Bill E. Branscum ©2000
How many times have you heard it? "I just cannot
imagine how you do it - raising those kids by yourself."
I know they mean well; nevertheless, I find myself wanting to
"What part of a broom do you think I find confusing?"
"I've got the washer and dryer figured out
but the instructions don't say which to do first."
"Pinning the diapers to my baby seems cruel
to me - her too, judging by the way that poor little thing screams!"
Mops and toilet brushes don't offend me, dishwashers
and lawnmowers don't confound me and I can follow a recipe as
easily as I can crack a Chiltons Manual and tune up my truck.
My bathrooms are as clean as most kitchens, my children have never
even seen a TV Dinner, my Hollandaise sauce does not come from
a package, I enjoy making homemade ice cream in the tree house
with my little ones, we are all healthy, happy and well adjusted
and I manage to get my bills paid on time.
Whether the Mr. Mom role is tough for you or not,
bear in mind that the world is full of single parents and you
have a distinct advantage over most of them, since most of them
are women. Think that's a chauvinistic remark? Nothing could be
further from the truth.
Women are expected to manage as single parents.
It doesn't matter how hard they have it, society expects them
to succeed, and most of them do. Tragically, no amount of self
sacrifice or superhuman effort by a single mom is met with any
recognition whatsoever. "They're women, they're supposed
to do that."
We have it a bit differently, you and I. If you
actually change a diaper before the child is utterly consumed
by diaper rash, people will stand and cheer. If you manage to
serve a dinner that didn't come packaged in aluminum foil, someone
will write a song about you. Do all that and keep your home just
clean enough that mold and vermin don't take the place over and
you'll be a candidate for sainthood.
Then there are the financial issues. Our female
counterparts rarely have the dependable income that they are supposed
to since, all too often, their significant other washed his hands
of his responsibilities to support their children when he found
something (or someone) he'd rather do. Unfortunately, child support
enforcement is not always as effective as it should be and it
won't be until the Legislature decrees that dead beat parents
shall be shot.
While it may be that you are out there bussing tables
trying to support five children while your stock broker ex-wife
spends a fortune on some "cute young thang" and pleads
poverty, most of us don't deal with that to the extremes that
single mothers do. Let's us dispense with the pity party mentality
and count our blessings.
It is not my intention to suggest that we have an
easy time of it; the single parent household is a tough boat to
float under the best of circumstances. No matter what the nouveau,
knot-head, liberal, social experts say, it isn't natural and it
damn sure isn't in the children's best interests.

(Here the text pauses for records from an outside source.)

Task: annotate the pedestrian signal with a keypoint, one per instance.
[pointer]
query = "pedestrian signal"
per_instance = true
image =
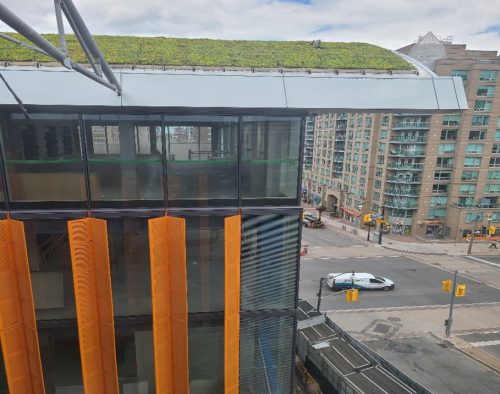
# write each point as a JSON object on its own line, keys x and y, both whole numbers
{"x": 446, "y": 285}
{"x": 351, "y": 295}
{"x": 460, "y": 292}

That being said, my point is, "No matter how
tough things are for you, there are single parents out there who
have things worse and get no recognition whatsoever for their
efforts and sacrifices." Unless you're truly dumber than
a box of rocks, you can operate a mop, there is no excuse for
anyone to allow a child to suffer due to inattention and you can
be the best cook you know if you'll visit Barnes and Noble (or
your public library) and work at it.
Gentlemen, there is no way to fail when nobody expects
you to succeed. You'll find sympathy everywhere in the world but
here - you've got it to do and your children are depending upon
you, so lace up those Nike's and "Just Do It."